By considering the context and weaknesses of existing mechanisms at the CBD, but also by drawing lessons from procedures established under other conventions, this Study explores different legal and institutional options which could contribute to a reinforced transparency mechanism that will be essential for the implementation of the post-2020 global biodiversity framework.

Key Messages

  • The difficulties of implementing the CBD have long been known, even if several advances have been made in recent decades. While the functioning of the current arrangements remains fragile, they can form the basis of a strengthened transparency mechanism. This will however require establishing several types of innovation from COP15 onwards.

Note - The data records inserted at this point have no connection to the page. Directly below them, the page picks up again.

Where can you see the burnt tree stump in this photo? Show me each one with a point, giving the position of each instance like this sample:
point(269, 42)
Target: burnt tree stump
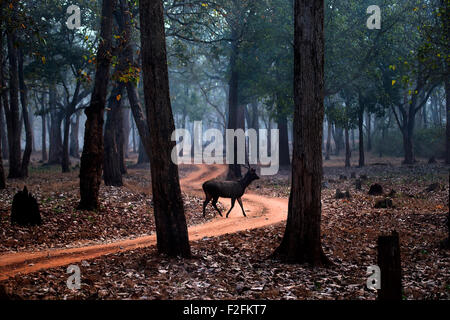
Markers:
point(390, 267)
point(25, 209)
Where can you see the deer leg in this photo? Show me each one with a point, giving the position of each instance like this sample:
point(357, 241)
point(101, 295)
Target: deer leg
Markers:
point(205, 203)
point(214, 203)
point(242, 207)
point(232, 205)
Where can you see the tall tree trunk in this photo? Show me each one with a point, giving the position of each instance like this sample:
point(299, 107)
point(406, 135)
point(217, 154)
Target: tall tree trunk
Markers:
point(65, 163)
point(328, 146)
point(55, 152)
point(92, 157)
point(301, 242)
point(123, 19)
point(284, 141)
point(369, 132)
point(126, 132)
point(2, 171)
point(142, 153)
point(234, 169)
point(171, 228)
point(361, 132)
point(447, 119)
point(111, 168)
point(13, 114)
point(348, 152)
point(26, 119)
point(74, 150)
point(3, 132)
point(44, 137)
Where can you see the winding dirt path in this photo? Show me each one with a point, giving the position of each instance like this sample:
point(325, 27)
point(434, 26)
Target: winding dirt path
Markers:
point(261, 211)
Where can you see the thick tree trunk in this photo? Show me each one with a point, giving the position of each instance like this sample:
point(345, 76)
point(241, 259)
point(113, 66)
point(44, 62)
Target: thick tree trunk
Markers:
point(3, 133)
point(234, 169)
point(126, 132)
point(301, 242)
point(124, 22)
point(65, 163)
point(112, 173)
point(447, 119)
point(2, 171)
point(171, 228)
point(26, 119)
point(361, 134)
point(328, 146)
point(348, 152)
point(284, 141)
point(44, 138)
point(74, 150)
point(13, 114)
point(92, 157)
point(369, 132)
point(55, 153)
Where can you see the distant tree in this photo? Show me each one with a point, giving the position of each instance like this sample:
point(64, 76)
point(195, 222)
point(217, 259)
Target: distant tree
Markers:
point(301, 242)
point(92, 156)
point(171, 228)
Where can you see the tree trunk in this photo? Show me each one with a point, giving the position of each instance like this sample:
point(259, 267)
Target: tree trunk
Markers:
point(301, 242)
point(284, 141)
point(44, 138)
point(74, 150)
point(348, 152)
point(369, 132)
point(234, 169)
point(126, 132)
point(112, 174)
point(13, 114)
point(92, 157)
point(447, 119)
point(361, 133)
point(3, 133)
point(328, 146)
point(26, 119)
point(55, 153)
point(2, 171)
point(65, 163)
point(390, 267)
point(171, 228)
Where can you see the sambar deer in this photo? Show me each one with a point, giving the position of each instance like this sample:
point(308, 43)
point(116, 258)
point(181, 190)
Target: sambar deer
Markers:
point(214, 189)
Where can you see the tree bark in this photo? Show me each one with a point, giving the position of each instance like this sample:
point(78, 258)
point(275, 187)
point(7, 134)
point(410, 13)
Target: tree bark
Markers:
point(390, 267)
point(2, 171)
point(301, 242)
point(369, 132)
point(55, 152)
point(92, 156)
point(13, 114)
point(284, 141)
point(348, 152)
point(112, 173)
point(328, 145)
point(74, 150)
point(234, 169)
point(3, 133)
point(447, 119)
point(361, 132)
point(171, 228)
point(26, 119)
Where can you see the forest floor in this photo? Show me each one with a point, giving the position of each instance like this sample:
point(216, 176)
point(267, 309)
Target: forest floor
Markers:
point(227, 264)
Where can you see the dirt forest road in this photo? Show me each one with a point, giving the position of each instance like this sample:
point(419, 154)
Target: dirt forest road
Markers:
point(261, 211)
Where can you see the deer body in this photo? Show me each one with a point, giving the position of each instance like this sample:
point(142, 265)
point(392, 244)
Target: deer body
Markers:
point(214, 189)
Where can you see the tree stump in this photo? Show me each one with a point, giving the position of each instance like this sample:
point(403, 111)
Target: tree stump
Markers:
point(25, 209)
point(376, 190)
point(390, 267)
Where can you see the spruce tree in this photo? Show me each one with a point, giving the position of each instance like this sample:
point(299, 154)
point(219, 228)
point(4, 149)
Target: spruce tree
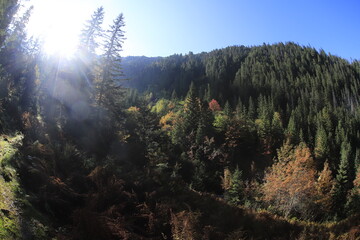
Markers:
point(234, 195)
point(109, 89)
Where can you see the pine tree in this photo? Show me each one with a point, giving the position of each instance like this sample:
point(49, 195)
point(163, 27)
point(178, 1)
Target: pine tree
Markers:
point(91, 33)
point(227, 109)
point(342, 179)
point(109, 89)
point(325, 187)
point(234, 194)
point(321, 144)
point(8, 9)
point(191, 110)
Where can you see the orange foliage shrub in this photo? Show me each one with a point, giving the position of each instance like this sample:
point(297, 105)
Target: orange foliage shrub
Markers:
point(214, 106)
point(290, 182)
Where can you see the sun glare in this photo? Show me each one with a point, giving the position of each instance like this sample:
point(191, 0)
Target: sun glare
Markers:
point(57, 24)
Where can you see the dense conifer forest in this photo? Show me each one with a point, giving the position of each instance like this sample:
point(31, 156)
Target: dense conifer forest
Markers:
point(257, 142)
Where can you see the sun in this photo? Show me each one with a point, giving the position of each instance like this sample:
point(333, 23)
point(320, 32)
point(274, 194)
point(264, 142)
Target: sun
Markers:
point(57, 24)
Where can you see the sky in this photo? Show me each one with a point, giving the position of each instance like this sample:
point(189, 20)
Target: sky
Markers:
point(166, 27)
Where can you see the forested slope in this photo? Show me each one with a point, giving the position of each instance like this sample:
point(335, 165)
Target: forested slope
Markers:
point(240, 143)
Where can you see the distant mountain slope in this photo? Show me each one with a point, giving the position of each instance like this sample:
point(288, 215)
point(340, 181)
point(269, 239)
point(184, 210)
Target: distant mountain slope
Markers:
point(286, 72)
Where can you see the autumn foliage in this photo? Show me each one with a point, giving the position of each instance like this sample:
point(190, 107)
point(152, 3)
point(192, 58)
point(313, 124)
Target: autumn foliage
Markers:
point(290, 182)
point(214, 106)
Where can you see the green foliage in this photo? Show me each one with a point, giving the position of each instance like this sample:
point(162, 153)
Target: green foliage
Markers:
point(235, 194)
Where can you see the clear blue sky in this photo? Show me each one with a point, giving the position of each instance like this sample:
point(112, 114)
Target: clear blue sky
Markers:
point(165, 27)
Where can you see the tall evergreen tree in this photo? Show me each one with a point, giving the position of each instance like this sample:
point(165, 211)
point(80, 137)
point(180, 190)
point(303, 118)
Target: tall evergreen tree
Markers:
point(109, 88)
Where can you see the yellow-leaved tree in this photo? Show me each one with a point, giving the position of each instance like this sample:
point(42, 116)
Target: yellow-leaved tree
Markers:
point(290, 182)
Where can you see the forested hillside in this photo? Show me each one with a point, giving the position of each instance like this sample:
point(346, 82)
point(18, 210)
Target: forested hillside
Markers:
point(255, 142)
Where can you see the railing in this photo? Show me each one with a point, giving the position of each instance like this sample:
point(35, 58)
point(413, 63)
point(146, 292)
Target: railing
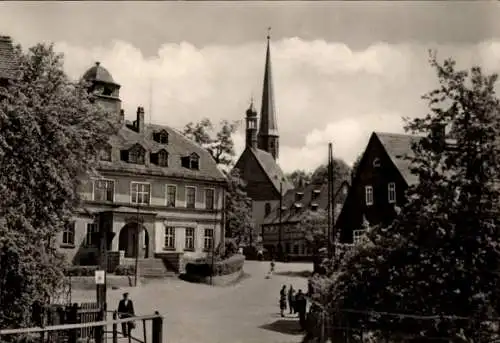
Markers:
point(99, 329)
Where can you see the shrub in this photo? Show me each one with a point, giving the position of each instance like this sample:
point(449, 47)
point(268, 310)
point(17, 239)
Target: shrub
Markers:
point(220, 267)
point(80, 270)
point(125, 269)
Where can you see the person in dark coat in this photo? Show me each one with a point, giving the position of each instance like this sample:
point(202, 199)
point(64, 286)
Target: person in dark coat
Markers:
point(301, 304)
point(283, 300)
point(291, 299)
point(126, 310)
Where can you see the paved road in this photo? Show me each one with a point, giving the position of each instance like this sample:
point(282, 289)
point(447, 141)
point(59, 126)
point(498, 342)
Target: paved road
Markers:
point(243, 313)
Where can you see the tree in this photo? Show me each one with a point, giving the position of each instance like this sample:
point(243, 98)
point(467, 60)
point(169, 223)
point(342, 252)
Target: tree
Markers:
point(299, 178)
point(440, 256)
point(341, 172)
point(219, 143)
point(50, 134)
point(238, 209)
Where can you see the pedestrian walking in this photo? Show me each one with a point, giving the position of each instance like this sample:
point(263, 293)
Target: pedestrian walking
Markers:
point(126, 310)
point(283, 300)
point(291, 299)
point(301, 304)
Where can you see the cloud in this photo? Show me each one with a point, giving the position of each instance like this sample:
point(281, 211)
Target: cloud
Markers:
point(325, 92)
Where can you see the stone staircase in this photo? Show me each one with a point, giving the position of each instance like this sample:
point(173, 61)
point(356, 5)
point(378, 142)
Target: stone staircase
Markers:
point(151, 268)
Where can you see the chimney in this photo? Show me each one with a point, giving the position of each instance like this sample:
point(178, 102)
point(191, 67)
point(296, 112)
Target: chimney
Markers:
point(139, 123)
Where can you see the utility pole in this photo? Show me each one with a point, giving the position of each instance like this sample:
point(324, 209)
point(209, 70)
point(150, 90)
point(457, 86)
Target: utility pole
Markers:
point(330, 173)
point(137, 246)
point(280, 243)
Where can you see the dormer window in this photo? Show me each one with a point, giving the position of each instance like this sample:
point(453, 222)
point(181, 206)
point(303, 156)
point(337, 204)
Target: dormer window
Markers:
point(160, 158)
point(136, 154)
point(191, 162)
point(161, 137)
point(105, 153)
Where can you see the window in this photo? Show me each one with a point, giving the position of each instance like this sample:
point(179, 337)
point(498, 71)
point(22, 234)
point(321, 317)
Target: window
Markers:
point(357, 235)
point(192, 161)
point(171, 195)
point(208, 239)
point(189, 239)
point(391, 192)
point(369, 195)
point(140, 193)
point(161, 137)
point(69, 234)
point(209, 199)
point(105, 154)
point(190, 197)
point(104, 190)
point(169, 237)
point(136, 155)
point(91, 237)
point(160, 158)
point(267, 209)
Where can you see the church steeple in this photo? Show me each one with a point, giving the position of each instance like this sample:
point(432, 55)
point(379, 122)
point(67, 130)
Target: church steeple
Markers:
point(268, 137)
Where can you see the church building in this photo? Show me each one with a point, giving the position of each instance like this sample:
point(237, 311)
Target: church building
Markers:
point(258, 166)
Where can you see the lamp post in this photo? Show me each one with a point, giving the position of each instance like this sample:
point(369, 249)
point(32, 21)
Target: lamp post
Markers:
point(280, 243)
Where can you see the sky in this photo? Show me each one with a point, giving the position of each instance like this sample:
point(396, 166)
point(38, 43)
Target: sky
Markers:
point(341, 69)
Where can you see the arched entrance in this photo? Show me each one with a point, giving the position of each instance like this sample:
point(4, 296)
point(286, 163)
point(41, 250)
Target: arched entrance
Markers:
point(134, 239)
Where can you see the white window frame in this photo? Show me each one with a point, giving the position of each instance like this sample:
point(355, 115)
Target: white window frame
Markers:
point(208, 238)
point(132, 183)
point(214, 206)
point(369, 195)
point(391, 192)
point(92, 227)
point(357, 235)
point(193, 237)
point(166, 195)
point(169, 235)
point(103, 179)
point(186, 191)
point(72, 232)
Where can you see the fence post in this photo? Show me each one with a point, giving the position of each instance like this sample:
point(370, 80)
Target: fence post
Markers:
point(157, 329)
point(115, 328)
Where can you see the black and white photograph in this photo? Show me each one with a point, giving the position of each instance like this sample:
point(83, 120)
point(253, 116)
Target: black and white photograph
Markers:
point(249, 171)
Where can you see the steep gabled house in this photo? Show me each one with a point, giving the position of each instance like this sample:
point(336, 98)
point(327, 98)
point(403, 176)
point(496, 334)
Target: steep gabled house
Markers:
point(265, 180)
point(379, 184)
point(294, 204)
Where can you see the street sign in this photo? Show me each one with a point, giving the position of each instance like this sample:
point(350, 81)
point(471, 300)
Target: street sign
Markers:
point(99, 277)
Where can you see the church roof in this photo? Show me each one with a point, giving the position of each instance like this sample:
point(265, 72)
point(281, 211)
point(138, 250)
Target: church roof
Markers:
point(272, 170)
point(7, 63)
point(98, 73)
point(268, 122)
point(178, 146)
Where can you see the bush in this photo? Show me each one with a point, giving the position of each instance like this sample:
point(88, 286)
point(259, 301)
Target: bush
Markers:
point(80, 270)
point(125, 269)
point(220, 267)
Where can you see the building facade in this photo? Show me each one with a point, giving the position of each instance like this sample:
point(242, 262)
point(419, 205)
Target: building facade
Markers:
point(378, 186)
point(287, 225)
point(258, 166)
point(157, 195)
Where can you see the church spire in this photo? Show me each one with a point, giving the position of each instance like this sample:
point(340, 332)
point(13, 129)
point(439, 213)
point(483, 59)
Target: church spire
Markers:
point(268, 129)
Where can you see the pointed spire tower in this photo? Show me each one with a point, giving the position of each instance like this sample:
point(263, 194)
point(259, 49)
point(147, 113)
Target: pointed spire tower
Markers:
point(268, 137)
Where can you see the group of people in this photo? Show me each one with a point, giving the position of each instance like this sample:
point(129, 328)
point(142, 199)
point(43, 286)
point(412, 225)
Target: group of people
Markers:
point(297, 303)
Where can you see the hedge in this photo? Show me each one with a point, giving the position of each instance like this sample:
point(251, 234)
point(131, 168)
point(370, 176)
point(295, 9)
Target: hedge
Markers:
point(125, 269)
point(223, 267)
point(80, 270)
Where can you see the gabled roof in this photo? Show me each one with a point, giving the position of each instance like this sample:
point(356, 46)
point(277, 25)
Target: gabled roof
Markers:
point(293, 208)
point(272, 169)
point(7, 62)
point(177, 147)
point(398, 147)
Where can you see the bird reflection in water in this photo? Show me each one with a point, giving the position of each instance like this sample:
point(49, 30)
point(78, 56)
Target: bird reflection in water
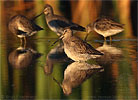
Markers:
point(55, 55)
point(23, 57)
point(110, 54)
point(76, 73)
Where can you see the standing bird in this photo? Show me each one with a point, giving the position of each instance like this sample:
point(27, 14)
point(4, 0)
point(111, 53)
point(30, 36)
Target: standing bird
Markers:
point(23, 27)
point(57, 23)
point(105, 27)
point(76, 48)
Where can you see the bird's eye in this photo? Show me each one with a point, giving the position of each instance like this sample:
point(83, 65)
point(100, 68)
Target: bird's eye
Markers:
point(65, 31)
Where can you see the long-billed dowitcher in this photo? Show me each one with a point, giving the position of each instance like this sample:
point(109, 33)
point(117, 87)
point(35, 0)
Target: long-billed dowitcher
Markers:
point(76, 48)
point(57, 23)
point(23, 27)
point(105, 26)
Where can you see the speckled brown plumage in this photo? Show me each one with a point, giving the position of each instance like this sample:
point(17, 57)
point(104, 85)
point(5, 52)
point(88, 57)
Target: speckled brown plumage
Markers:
point(76, 48)
point(105, 26)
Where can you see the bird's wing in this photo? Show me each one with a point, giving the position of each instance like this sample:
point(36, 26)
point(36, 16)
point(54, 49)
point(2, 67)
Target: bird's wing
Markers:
point(60, 21)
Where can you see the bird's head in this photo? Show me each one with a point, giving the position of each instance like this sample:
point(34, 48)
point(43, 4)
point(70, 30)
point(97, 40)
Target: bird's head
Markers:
point(89, 28)
point(48, 10)
point(66, 33)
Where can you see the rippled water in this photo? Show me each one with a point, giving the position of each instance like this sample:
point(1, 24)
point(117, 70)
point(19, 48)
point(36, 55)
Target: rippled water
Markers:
point(42, 71)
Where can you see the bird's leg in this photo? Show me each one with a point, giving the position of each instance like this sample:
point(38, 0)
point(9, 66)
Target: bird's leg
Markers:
point(110, 38)
point(104, 38)
point(21, 41)
point(86, 37)
point(24, 41)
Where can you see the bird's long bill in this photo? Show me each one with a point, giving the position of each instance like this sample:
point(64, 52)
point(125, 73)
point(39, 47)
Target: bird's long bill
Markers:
point(37, 16)
point(57, 40)
point(57, 82)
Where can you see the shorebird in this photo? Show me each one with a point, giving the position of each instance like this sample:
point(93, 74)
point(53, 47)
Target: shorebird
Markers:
point(23, 27)
point(76, 48)
point(105, 27)
point(57, 23)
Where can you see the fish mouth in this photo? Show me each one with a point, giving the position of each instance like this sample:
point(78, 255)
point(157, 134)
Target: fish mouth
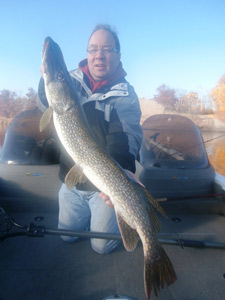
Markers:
point(52, 59)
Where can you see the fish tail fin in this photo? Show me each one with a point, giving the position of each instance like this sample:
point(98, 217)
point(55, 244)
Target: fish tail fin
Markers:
point(158, 271)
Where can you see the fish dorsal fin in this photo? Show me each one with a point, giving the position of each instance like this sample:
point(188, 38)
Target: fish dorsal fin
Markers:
point(129, 235)
point(74, 176)
point(46, 118)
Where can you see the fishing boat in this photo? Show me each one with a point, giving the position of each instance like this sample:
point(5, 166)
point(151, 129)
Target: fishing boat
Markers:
point(36, 264)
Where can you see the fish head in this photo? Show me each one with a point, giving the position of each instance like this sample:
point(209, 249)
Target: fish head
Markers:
point(58, 83)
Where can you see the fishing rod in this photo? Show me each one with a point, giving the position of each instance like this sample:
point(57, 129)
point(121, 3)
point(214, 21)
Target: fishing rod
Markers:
point(34, 230)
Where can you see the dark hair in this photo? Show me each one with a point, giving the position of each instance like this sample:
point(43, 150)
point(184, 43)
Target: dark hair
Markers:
point(108, 28)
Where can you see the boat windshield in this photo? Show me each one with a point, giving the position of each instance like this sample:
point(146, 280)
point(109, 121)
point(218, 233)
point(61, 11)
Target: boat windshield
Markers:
point(172, 141)
point(25, 145)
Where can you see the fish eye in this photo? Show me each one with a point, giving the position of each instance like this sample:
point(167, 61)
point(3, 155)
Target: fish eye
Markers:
point(60, 76)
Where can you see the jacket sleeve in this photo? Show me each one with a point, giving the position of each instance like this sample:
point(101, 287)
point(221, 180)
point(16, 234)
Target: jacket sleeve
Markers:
point(125, 135)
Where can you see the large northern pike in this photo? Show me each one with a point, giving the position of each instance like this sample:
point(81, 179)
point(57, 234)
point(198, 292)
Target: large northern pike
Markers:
point(134, 206)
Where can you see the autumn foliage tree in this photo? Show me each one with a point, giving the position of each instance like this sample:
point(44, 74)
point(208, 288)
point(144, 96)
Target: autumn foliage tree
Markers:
point(166, 96)
point(218, 94)
point(11, 104)
point(189, 103)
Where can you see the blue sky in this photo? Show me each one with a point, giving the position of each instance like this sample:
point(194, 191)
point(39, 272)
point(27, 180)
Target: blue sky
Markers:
point(180, 43)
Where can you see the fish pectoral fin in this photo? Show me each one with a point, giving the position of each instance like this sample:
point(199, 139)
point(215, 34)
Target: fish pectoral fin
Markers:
point(74, 176)
point(129, 235)
point(154, 203)
point(46, 118)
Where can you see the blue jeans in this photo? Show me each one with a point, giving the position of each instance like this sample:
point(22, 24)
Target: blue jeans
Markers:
point(84, 210)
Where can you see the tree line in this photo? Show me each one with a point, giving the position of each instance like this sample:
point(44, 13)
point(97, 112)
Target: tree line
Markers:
point(174, 100)
point(11, 104)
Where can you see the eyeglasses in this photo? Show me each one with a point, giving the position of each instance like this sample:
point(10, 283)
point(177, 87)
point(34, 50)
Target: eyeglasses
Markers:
point(105, 50)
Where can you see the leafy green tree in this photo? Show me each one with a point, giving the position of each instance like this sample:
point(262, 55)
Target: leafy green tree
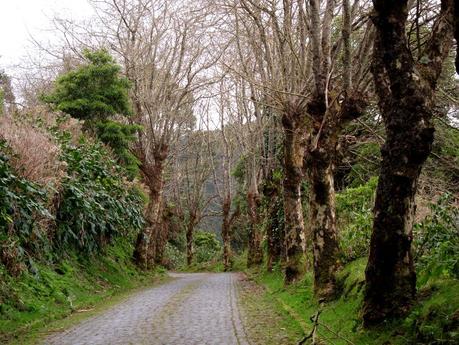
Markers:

  • Five types of key improvements are needed: (i) Strengthening National Biodiversity Strategies and Action Plans (NBSAPs) as the main tool for implementing the CBD at the national level; (ii) Strengthening reporting mechanisms; (iii) Improving the individual review-verification; (iv) Setting up a global periodic review; (v) Establishing a compliance mechanism.
  • For some of these innovations, which were not initially present in the 1992 CBD text , the jurisprudence of international law allows to consider that a COP decision would be sufficient to consider them as new obligations for the Parties.
  • Without giving a legally binding value to NBSAPs in international law, a COP decision could Parties to adopt legislative or regulatory texts, with the effect of making the objectives and targets legally binding to all stakeholders, including and primarily to the State.